NEW YORK – SomaLogic plans to grow its business by introducing several new data products — including a way to help quantify noise introduced by sample collection and transport — and by licensing its protein-based diagnostic assets.
Company officials announced the plans in a Thursday call with investors following the release of the firm's first quarter financial results, in which SomaLogic reported 22 percent revenue growth year over year.
"We've had a number of opportunities come across the transom to us for both licensing and codevelopment," CEO Roy Smythe said on the call. "So there are a number of those active conversations right now. And again, this is without us actually doing serious business development on the side of diagnostics, which again, I take as a really good sign."
Licensing and test codevelopment deals for existing diagnostic assets would help provide a "substantial moat for our clinical products," he added. Though company officials did not disclose any information about who they're in conversation with, they said they expect some deals to be consummated this year. The company has also hired a licensing executive.
The sample quality data product is meant to be an accessory to the SomaScan aptamer-based proteomics assay. It will also provide information on which biological pathways have been activated and drug targets present in the sample.
"This is the first in a planned number of many data products that we have in development to place alongside SomaScan," Smythe said.
The firm also spoke about interactions with the US Food and Drug Administration related to efforts to get the SomaSignal assay for risk of cardiovascular events into clinical trials.
Wall Street responded favorably to the Boulder, Colorado-based company's results. In Friday trading on the Nasdaq, shares of SomaLogic were up 27 percent at $5.80. The company showed "solid execution," Canaccord Genuity Analyst Kyle Mikson wrote in a note to investors, though he lowered the price target to $15 from $19.

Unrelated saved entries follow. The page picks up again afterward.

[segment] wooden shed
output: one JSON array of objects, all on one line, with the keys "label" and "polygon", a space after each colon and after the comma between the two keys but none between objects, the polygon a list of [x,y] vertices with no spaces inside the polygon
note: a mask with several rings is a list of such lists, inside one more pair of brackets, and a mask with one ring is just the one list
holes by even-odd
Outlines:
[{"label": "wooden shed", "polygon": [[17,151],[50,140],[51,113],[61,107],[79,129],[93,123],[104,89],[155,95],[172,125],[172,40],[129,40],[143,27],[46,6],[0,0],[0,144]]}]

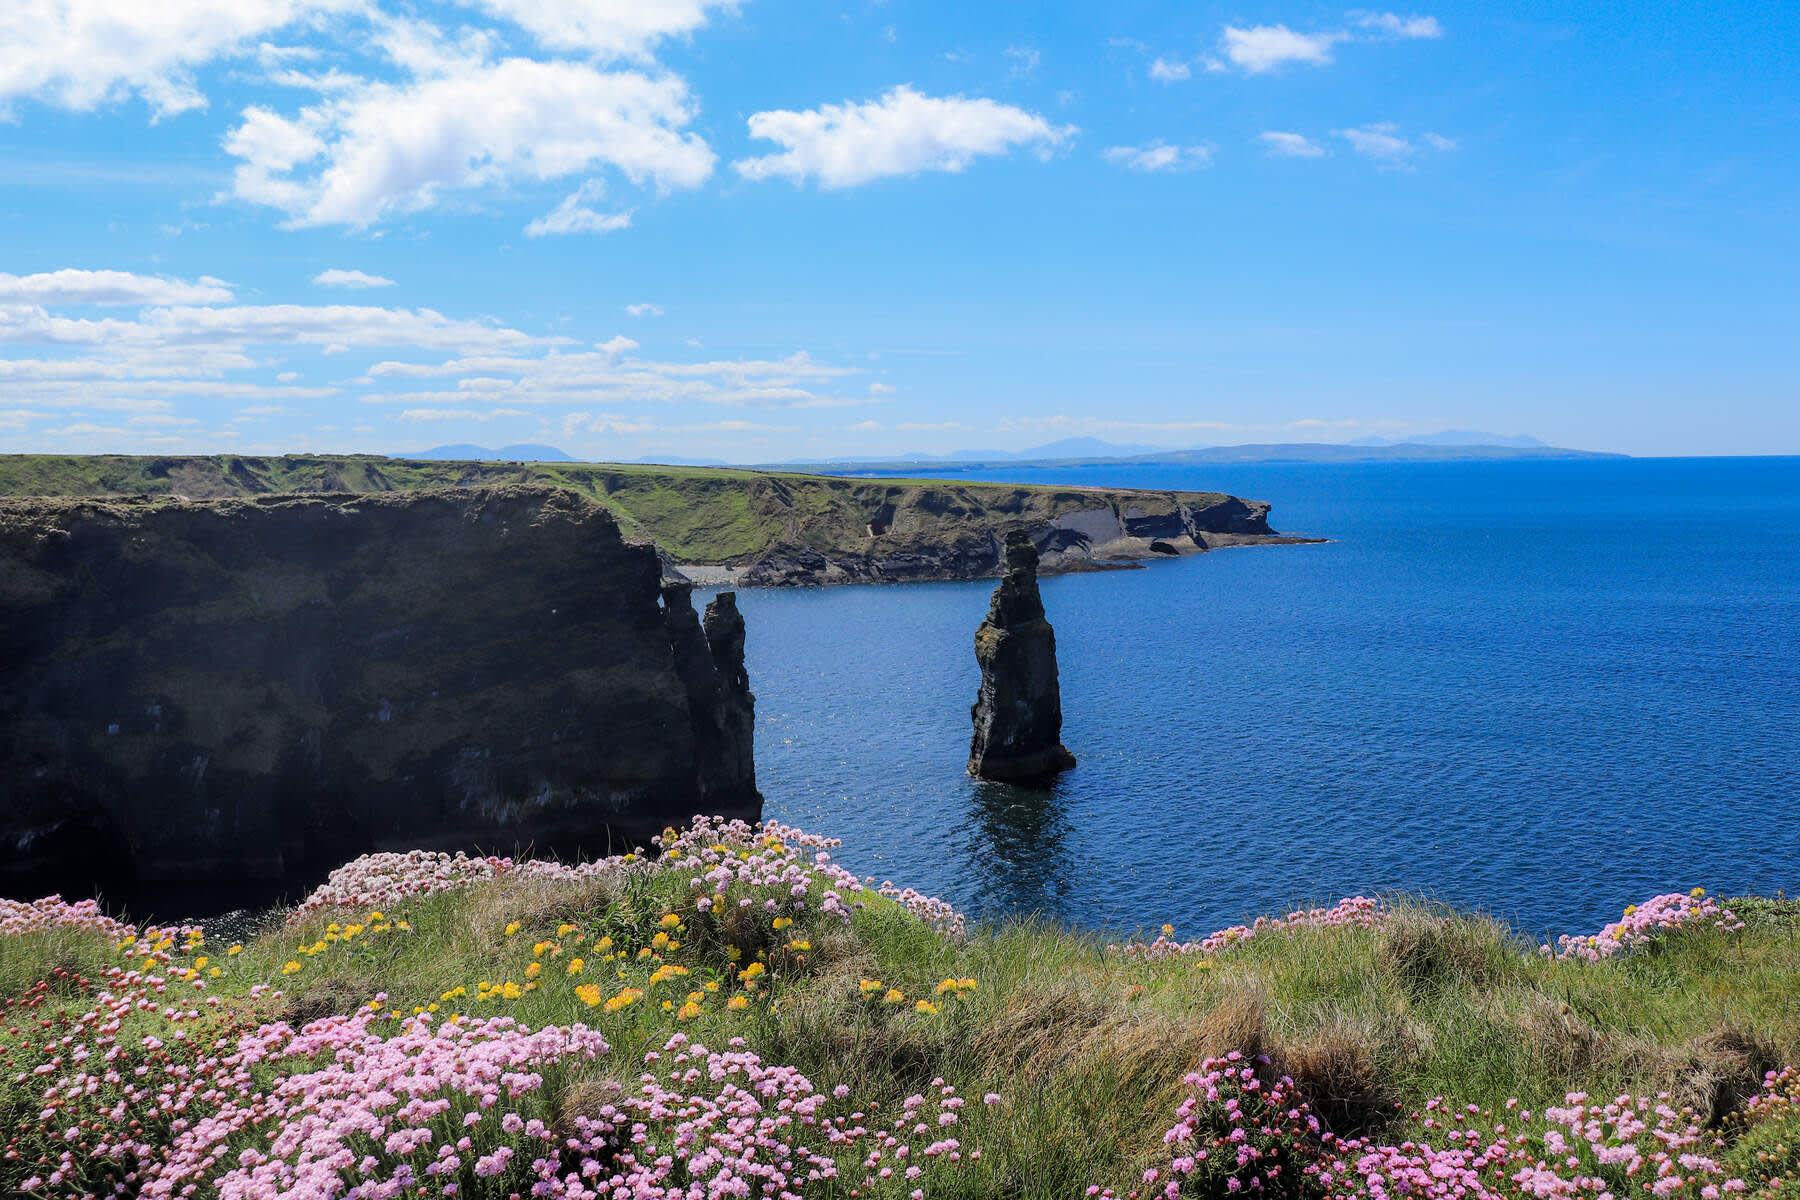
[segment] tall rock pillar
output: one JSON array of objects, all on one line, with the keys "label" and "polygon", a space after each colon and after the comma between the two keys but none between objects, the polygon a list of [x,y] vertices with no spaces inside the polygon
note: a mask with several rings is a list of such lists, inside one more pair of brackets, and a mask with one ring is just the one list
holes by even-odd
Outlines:
[{"label": "tall rock pillar", "polygon": [[1062,744],[1056,633],[1044,618],[1037,564],[1031,538],[1008,534],[1006,574],[975,631],[981,691],[970,710],[969,774],[982,779],[1041,779],[1075,765]]}]

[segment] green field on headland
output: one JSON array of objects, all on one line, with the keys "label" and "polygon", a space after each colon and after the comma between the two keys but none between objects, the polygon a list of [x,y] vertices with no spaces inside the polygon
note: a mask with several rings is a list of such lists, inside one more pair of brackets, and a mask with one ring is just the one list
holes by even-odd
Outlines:
[{"label": "green field on headland", "polygon": [[1057,488],[666,467],[627,463],[440,462],[375,455],[0,455],[0,496],[182,496],[377,492],[551,484],[604,505],[628,536],[681,563],[738,565],[773,548],[866,555],[879,535],[940,549],[976,532],[1042,524],[1081,509],[1212,508],[1216,492]]},{"label": "green field on headland", "polygon": [[241,947],[0,908],[0,1189],[1800,1185],[1800,1083],[1771,1074],[1800,1061],[1794,902],[1659,897],[1561,955],[1405,898],[1109,946],[964,930],[826,849],[739,827],[579,869],[364,859]]}]

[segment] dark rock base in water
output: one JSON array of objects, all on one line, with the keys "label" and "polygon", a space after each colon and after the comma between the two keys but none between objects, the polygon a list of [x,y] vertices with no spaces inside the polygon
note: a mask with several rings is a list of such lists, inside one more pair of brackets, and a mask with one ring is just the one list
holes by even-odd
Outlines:
[{"label": "dark rock base in water", "polygon": [[982,779],[1043,779],[1075,765],[1062,744],[1056,632],[1044,617],[1037,564],[1029,536],[1007,538],[1006,574],[975,631],[981,691],[970,710],[969,774]]}]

"We suspect supply chain issues could have held back revenues," Cowen Analyst Dan Brennan wrote in a note to investors, "as customers were unable to ship samples to SomaLogic's Colorado lab in a timely fashion."

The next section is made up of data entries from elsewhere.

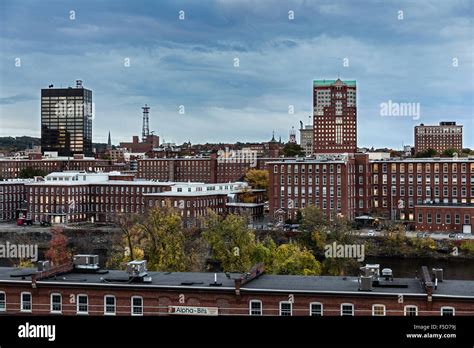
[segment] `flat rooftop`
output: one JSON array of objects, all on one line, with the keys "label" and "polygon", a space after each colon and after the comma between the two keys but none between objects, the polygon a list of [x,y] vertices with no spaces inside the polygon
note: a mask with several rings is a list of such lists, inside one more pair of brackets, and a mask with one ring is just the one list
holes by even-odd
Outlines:
[{"label": "flat rooftop", "polygon": [[[0,267],[0,287],[4,283],[30,283],[31,275],[36,269],[19,269]],[[207,272],[148,272],[150,283],[129,283],[128,274],[120,270],[102,270],[99,273],[69,272],[37,281],[37,286],[101,286],[150,289],[206,289],[209,291],[234,291],[234,280],[240,273],[217,273],[217,282],[213,286],[214,273]],[[372,291],[359,291],[357,277],[342,276],[294,276],[263,274],[240,287],[241,292],[274,292],[274,293],[319,293],[319,294],[354,294],[387,296],[398,294],[426,296],[419,279],[395,278],[392,284],[400,287],[374,287]],[[474,280],[444,280],[433,289],[434,297],[462,297],[474,299]]]}]

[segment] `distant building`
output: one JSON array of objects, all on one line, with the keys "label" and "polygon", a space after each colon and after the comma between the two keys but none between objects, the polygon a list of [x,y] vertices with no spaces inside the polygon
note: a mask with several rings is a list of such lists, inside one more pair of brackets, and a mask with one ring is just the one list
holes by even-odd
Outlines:
[{"label": "distant building", "polygon": [[313,154],[313,126],[300,121],[300,145],[306,156]]},{"label": "distant building", "polygon": [[313,152],[357,151],[356,81],[313,81]]},{"label": "distant building", "polygon": [[145,141],[140,142],[137,135],[133,136],[131,143],[122,142],[120,147],[126,148],[129,152],[152,152],[154,148],[160,146],[160,137],[158,135],[148,135]]},{"label": "distant building", "polygon": [[92,156],[92,91],[82,87],[41,90],[41,149],[60,156]]},{"label": "distant building", "polygon": [[415,126],[415,155],[428,149],[443,153],[448,149],[462,152],[462,126],[456,122],[440,122],[439,126]]}]

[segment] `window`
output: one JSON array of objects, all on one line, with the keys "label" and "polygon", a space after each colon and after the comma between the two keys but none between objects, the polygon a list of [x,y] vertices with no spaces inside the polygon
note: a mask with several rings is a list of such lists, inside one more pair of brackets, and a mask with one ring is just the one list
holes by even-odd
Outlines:
[{"label": "window", "polygon": [[0,292],[0,312],[7,310],[7,295],[2,291]]},{"label": "window", "polygon": [[51,294],[51,313],[61,313],[62,300],[61,294]]},{"label": "window", "polygon": [[441,307],[441,315],[443,317],[453,317],[455,313],[454,307]]},{"label": "window", "polygon": [[143,298],[141,296],[132,297],[132,315],[143,315]]},{"label": "window", "polygon": [[115,315],[115,296],[104,296],[104,315]]},{"label": "window", "polygon": [[323,316],[323,304],[319,302],[313,302],[309,304],[309,315],[322,317]]},{"label": "window", "polygon": [[249,304],[250,315],[262,315],[262,301],[251,300]]},{"label": "window", "polygon": [[405,306],[405,316],[406,317],[416,317],[418,315],[417,306]]},{"label": "window", "polygon": [[372,315],[374,317],[383,317],[385,316],[385,306],[381,304],[372,305]]},{"label": "window", "polygon": [[21,311],[31,312],[31,293],[30,292],[21,293]]},{"label": "window", "polygon": [[341,304],[341,316],[354,315],[354,305],[352,303]]},{"label": "window", "polygon": [[285,302],[282,301],[280,302],[280,315],[281,316],[291,316],[293,315],[293,310],[292,310],[292,304],[291,302]]},{"label": "window", "polygon": [[77,314],[88,314],[88,304],[87,295],[77,295]]}]

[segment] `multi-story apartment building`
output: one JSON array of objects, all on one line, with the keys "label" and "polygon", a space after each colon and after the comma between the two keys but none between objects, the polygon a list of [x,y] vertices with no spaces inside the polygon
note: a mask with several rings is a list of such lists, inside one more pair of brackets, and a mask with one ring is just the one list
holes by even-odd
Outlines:
[{"label": "multi-story apartment building", "polygon": [[310,124],[303,125],[303,122],[300,122],[300,145],[305,156],[311,156],[313,154],[313,138],[313,126]]},{"label": "multi-story apartment building", "polygon": [[354,153],[357,150],[356,82],[313,81],[313,152]]},{"label": "multi-story apartment building", "polygon": [[440,122],[439,126],[429,126],[423,123],[415,126],[415,155],[428,149],[438,153],[448,149],[462,152],[462,125],[456,122]]}]

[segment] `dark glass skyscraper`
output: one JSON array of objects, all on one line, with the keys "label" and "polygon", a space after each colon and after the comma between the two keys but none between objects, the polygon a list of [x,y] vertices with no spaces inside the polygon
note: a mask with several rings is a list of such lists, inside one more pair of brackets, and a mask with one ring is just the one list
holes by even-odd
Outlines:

Smythe said the company has seen "unpredictability" in sample delivery, which may continue throughout the year. The firm itself has not seen supply chain or shipping disruptions, he said, but some customers have, resulting in unevenness in the number of samples processed from quarter to quarter.
Shipping of samples is one of the driving factors in launching the data product for sample quality.

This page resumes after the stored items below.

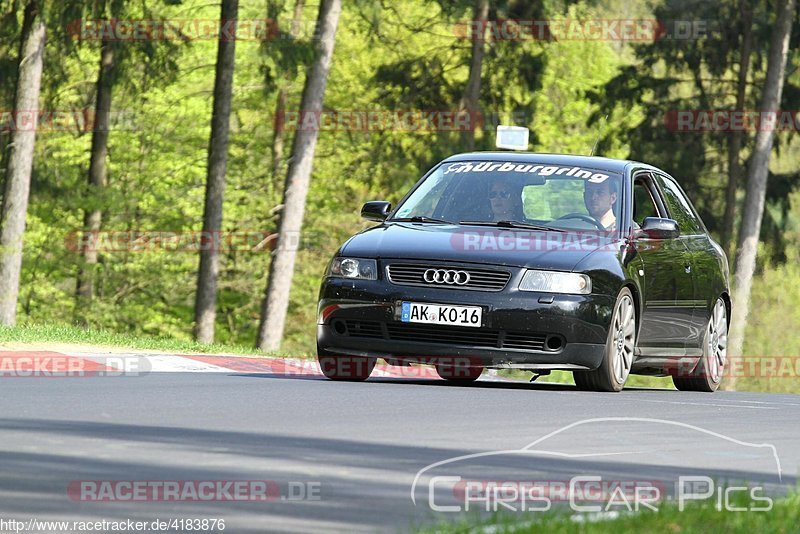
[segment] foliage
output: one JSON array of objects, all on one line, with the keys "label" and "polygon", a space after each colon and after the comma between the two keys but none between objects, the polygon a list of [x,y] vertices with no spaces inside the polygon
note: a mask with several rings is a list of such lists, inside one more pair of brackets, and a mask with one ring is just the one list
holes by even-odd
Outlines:
[{"label": "foliage", "polygon": [[[604,116],[622,106],[639,106],[641,118],[621,123],[612,133],[628,139],[629,157],[656,165],[677,177],[692,196],[706,225],[719,235],[722,231],[725,210],[725,184],[727,182],[727,144],[732,132],[679,131],[665,127],[670,123],[670,114],[685,110],[731,110],[735,108],[737,74],[741,56],[741,41],[746,18],[741,3],[736,0],[720,2],[677,1],[660,2],[654,9],[657,20],[665,23],[667,35],[654,42],[633,46],[635,59],[622,66],[614,77],[599,91],[590,95],[600,105],[592,123],[600,123]],[[758,107],[760,89],[766,75],[766,52],[774,20],[770,7],[752,4],[753,54],[750,76],[745,93],[745,110]],[[797,16],[797,15],[796,15]],[[699,38],[672,38],[676,24],[692,23]],[[797,41],[794,35],[793,40]],[[796,48],[796,43],[793,49]],[[789,72],[793,72],[791,68]],[[797,107],[800,97],[798,73],[793,72],[785,84],[782,109]],[[746,162],[755,132],[743,135],[742,163]],[[601,138],[600,147],[605,151],[610,145],[607,136]],[[796,140],[790,132],[776,137],[778,151],[795,152]],[[796,156],[790,157],[796,161]],[[796,167],[796,166],[795,166]],[[787,210],[785,188],[778,184],[791,183],[796,187],[797,176],[770,177],[772,185],[768,191],[768,202],[777,210]],[[739,184],[742,186],[744,184]],[[776,229],[777,221],[768,215],[768,224],[762,231],[762,239],[770,240],[772,252],[783,254],[779,237],[784,228]],[[733,262],[731,262],[733,265]]]}]

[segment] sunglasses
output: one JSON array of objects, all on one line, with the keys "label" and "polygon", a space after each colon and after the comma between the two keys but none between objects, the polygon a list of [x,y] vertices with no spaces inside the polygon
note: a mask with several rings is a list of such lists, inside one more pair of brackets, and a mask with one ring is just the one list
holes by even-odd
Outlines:
[{"label": "sunglasses", "polygon": [[599,197],[611,196],[611,191],[605,188],[587,188],[583,191],[583,194],[587,197],[591,198],[595,195]]},{"label": "sunglasses", "polygon": [[511,191],[489,191],[489,198],[511,198]]}]

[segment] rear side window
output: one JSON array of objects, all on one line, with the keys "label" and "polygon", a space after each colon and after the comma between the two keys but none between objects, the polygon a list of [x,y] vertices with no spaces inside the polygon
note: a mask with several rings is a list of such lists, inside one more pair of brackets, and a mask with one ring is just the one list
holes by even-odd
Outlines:
[{"label": "rear side window", "polygon": [[642,226],[647,217],[658,217],[658,209],[643,177],[633,182],[633,222]]},{"label": "rear side window", "polygon": [[702,234],[703,225],[677,182],[665,176],[656,177],[664,194],[664,204],[669,216],[678,222],[682,235]]}]

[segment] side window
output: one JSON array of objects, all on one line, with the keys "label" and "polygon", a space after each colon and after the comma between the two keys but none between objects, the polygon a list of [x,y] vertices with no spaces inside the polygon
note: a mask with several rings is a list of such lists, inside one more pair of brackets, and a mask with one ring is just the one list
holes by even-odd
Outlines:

"When I joined SomaLogic 12 years ago, the first experiment that we'd ever done was in lung cancer, and it turned out that the biggest effect in the samples we had was the difference between [those from] New York University and the University of Pittsburgh," SomaLogic Chief Medical Officer Stephen Williams said. "And it really all arises because when blood is a living tissue, and when you leave it out on the bench, the cells start to leak their products or their intracellular proteins, platelets get activated, complement gets activated."
He described this variation as "pre-analytic issues," which the company has studied and developed models "for each of the ways that blood might have been abused."
"I like to think of these pre-analytic variability models effectively as a criminal record for each sample," he said. "You can eliminate the worst samples, or you could choose to use proteins which are immune to those effects." Researchers running multicenter clinical trials may be among those beneficiaries of such data. "I think these are really important; they add a lot of statistical power and interpretability to your results," he said.
SomaLogic officials also touted the potential for its SomaSignal assay, the subject of a paper published in Science Translational Medicine last month. The 27-protein assay stratifies the risk of events related to cardiovascular disease, such as heart attack, up to four years in advance.
"The ability to accurately predict these events and sensitivity to change meets key requirements for a surrogate endpoint for clinical trials use," Smythe said. The company has also been interacting with FDA, but hasn't officially declared how it plans to address regulatory approval.
"As far as FDA requirements to use a test like this in clinical trials, it varies depending on how you're using it," Smythe said. "So a test like this can be used as a research-use only test. If you're looking back at data but if you're looking prospectively at data, there are FDA requirements, potentially, depending on which phase of trial you're working on. We are engaged with FDA currently on these questions."
"We've been very aligned with their requirements for the use of a test like this as a surrogate endpoint in drug development, and ultimately, if that's successful, it would enable accelerated approval of breakthrough drugs in cardiovascular and the assessment of safety for non-cardiovascular drugs for cardiovascular safety," Williams said.
The company presented data to the Cardiovascular Clinical Trialists Forum, an annual meeting, in a session attended by the FDA, "and we're presenting [to] them again at a workshop sponsored by the foundation of the National Institutes of Health later this month," Williams said.
Smythe said that preliminary findings from this initiative are expected later this year.